Кот увидел его, притаился, распластался в траве. А в нем — внезапная перемена. Острое, жадно-звериное влечение к коту. К зверю, к сопернику. Нож в руке. Впереди распластанное, готовое к прыжку существо, чувствующее его горячую, страстную жадность. Две их жизни, горячих силы, два соперника, хищника.
Кот кинулся не на него, а на дерево. Со стуком когтей пробежал по стволу, примостился на нижних сучьях. Сверху, зло урча, глядел на врага, топтался на ветке, колыхал листву.
Он отбросил корзину, сунул за пазуху нож и цепко, ловко полез. По стволу, по сучьям, настигая кота, перегоняя его выше и выше, к тонким шатким ветвям. Тяжелое, тучное тело, мяуканье, завывание. Он, Глушков, сам завывал и хрипел. Яростная внеразумная сила вовлекала его в бой и в борьбу. Выхватил нож. Качаясь в ветвях, нанес коту первый секущий удар. Визг, завывание. Растопыренная когтистая лапа. Кровь на руке. Тройная, заплывающая красным царапина.
Еще удар — в мех, в твердый под мехом череп. Яркие, в ненависти, в боли глаза. Слюна на клыках. Пульсирующий красный язык. Бугрящееся, ощетинившееся полосатое тело. Сквозная вершина, и они, нагибая березу, сотрясая ее, готовые сорваться и рухнуть, бьются в небе, нанося друг другу удары.
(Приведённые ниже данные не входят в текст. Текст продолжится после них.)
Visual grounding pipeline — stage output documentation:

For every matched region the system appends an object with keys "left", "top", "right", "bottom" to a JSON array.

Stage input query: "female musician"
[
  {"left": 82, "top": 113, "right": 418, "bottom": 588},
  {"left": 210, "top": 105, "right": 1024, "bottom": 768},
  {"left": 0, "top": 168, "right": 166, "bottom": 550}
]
Он тяжелым кухонным ножом многократно в голову, в грудь убивал кота. Тот изнемогал от ударов, оступился на ветке и, уже убитый, вяло изогнувшись в падении, шмякнулся на землю.
Задыхаясь, хрипя и всхлипывая, он спустился с дерева. Отсасывал из сочных царапин кровь. Держал наготове нож. Наклонился к зверю, глядящему на него из травы круглыми ненавидящими и уже неживыми глазами.
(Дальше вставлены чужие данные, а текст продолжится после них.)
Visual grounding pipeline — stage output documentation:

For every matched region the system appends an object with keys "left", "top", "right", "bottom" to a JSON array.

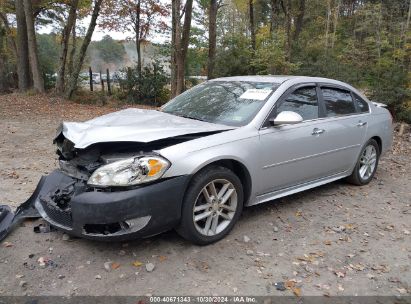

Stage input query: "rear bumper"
[{"left": 35, "top": 170, "right": 189, "bottom": 241}]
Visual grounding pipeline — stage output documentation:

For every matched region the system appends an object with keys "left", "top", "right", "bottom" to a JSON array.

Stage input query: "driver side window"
[{"left": 277, "top": 87, "right": 319, "bottom": 120}]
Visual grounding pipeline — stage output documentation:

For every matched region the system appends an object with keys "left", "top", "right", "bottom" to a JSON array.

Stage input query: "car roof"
[{"left": 211, "top": 75, "right": 349, "bottom": 86}]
Вдруг ослабел, кинул нож. Не нагнулся к корзине. Испытал боль в желудке, прокатившуюся по телу конвульсию. Пошел, потеряв тропу, проламываясь сквозь кустарник. Скалился, дышал и стонал, и ему казалось, своим лицом он повторяет круглое оскаленное лицо кота.
…Он прибыл в роту Клименко, к человеку, которого уважал и любил. Любил не как друга: он, майор, был командир, а Клименко был подчиненный. Уважал не как близкого по духу и опыту: сказывалась разница лет. Он любил и уважал в Клименко профессионала, военного, верного партнера, товарища, с кем выпало ему воевать, держать оборону ущелья, держать Саланг.
Клименко был прирожденный военный — от той, заложенной в каждом закваске, что делает одного боевым командиром, а другого в силу другой природы делает хлебопашцем, художником. Этот особый склад и талант не виден в мирных казармах, на плац-парадах, на учебных полигонах. Он вдруг просыпается под огнем. Открывается в человеке под пулями. Обнаруживает себя на Саланге. Ему, комбату, когда он думал о ротном Клименко, казалось, что тот же умный, точный и яростный дух был и в Денисе Давыдове, и в Скобелеве, и в Чапаеве, и в Покрышкине. В тех бессчетных военных прошлой и нынешней армии, что вынуждены были защищать огромную, среди трех океанов державу.